= Ron Fournier (radio personality) =

Ronald Fournier (born August 3, 1949) is a Quebec-born radio host and sport journalist. He is also a retired professional hockey referee.

==Early life==
Fournier was raised in Montreal. In his youth he played baseball with teammates Maurice Jr. and Normand Richard (Maurice Richard's sons) with the Braves d'Ahuntsic. When winter came, he switched to a goalie outfit with which he would be drafted with the Drummondville Rangers in the beginnings of the LHJMQ.

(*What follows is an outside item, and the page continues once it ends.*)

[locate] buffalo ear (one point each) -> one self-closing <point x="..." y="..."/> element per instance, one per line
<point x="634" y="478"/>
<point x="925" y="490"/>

He was never drafted by the National Hockey League but he had already thought of becoming a referee if he couldn't get in the league as a hockey player. At the age of 19, he called the city of Montreal and the day after he was scheduled to become a referee. He then went on to do four years in the World Hockey Association followed by 10 years in the National Hockey League which he retired from in 1987.

==Radio & Journalism==
In 1987 he became a radio host. It all started at CJMS, then switched to CKAC in 1994, a radio station based in Montreal where he hosts multiple call-in shows about sports in general, such as Bonsoir les sportifs (Good evening sportspeople) and Parlons hockey (Let's talk hockey). The first is the one he is most known for and racks up to 300,000 listeners, most of them Montreal Canadiens fans that await his prophetic words and his magnanimous phrase.

He also appears on other shows broadcast by Corus. On television, he was an intermission analyst on La Soirée du hockey (Hockey Night) on Radio-Canada. As a radio announcer he is mostly known for saying Pas pire, pas pire, pas pire (Not bad, not bad, not bad) and some would nickname him the French-Canadian Don Cherry.

==Other involvements==
He is the current president of an eponymous hockey referee school situated in the arena in Candiac, Quebec.

The band Les Cowboys Fringants have written a song that portraits him, Salut mon Ron, which was showcased on the album Break syndical in 2002.